齐豫笑道,“原来寒王也是爱耍贫嘴的,清水出芙蓉,天然去雕饰,寒王是唐突了莲花。”说罢,侧着身子梳洗,却是别过头用斜目横扫,秋泓底下藏着几分欢喜、几分情韵,着实动人。
北寒傲尘让他看得浑身火起,要不是他自视庄重,告诫自己千万别学垫风那精虫上脑的小子,不然他早就想冲去浴桶,把齐豫捞起,压着狠狠地干了。好不容易等齐豫洗完,他立即把人纳入怀中,也不管身上水珠沾湿。

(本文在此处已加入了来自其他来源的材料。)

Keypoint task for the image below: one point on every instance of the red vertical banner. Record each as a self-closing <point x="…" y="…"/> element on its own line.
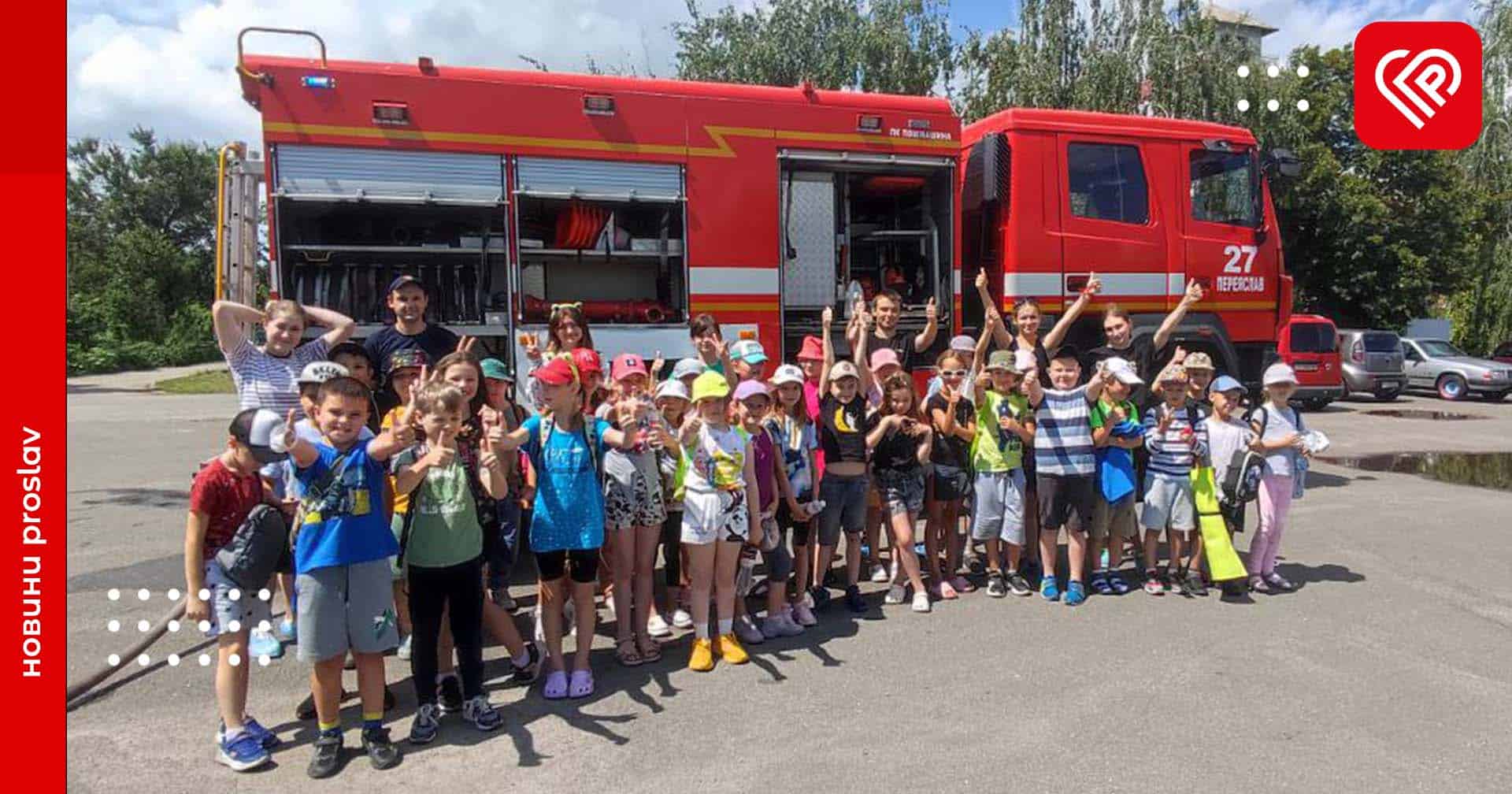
<point x="34" y="437"/>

北寒傲尘强势地吻落,他只觉得喉头干渴万分,好像有把火在烧灼着。明明唇瓣接合的时侯,两人吮吻的唾液是那样润泽,为什么舌底还是觉得燥渴?舌间滑过齿龈的时候,撩起的不仅是欲火,似乎有什么更深沉的东西被触动。他从没想过拥吻是此甜美,那么地煽情……
一时云散雨收,两人整理完毕,这才叙起别后情状。
齐豫摊开舆图,指着天平关北方向说道,“日前斥候来报,此处有游牧匪兵部队移动,疑为里达可汗势力。此役虽然夺回湘南城,但同于飞为左贤王麾下,里达可汗的实力仍在,虽伤了游牧匪兵筋骨,仍不容小觑。”
“都打了这几场战役,天气也渐冷了,正常人是不会顶着寒冬再战的。”北寒傲尘看齐豫认真的模样,忍不住从背后抱紧了他开玩笑道,“游牧族也是要过冬天的,他们在我国抢不到东西,难道不会去抢北汉?”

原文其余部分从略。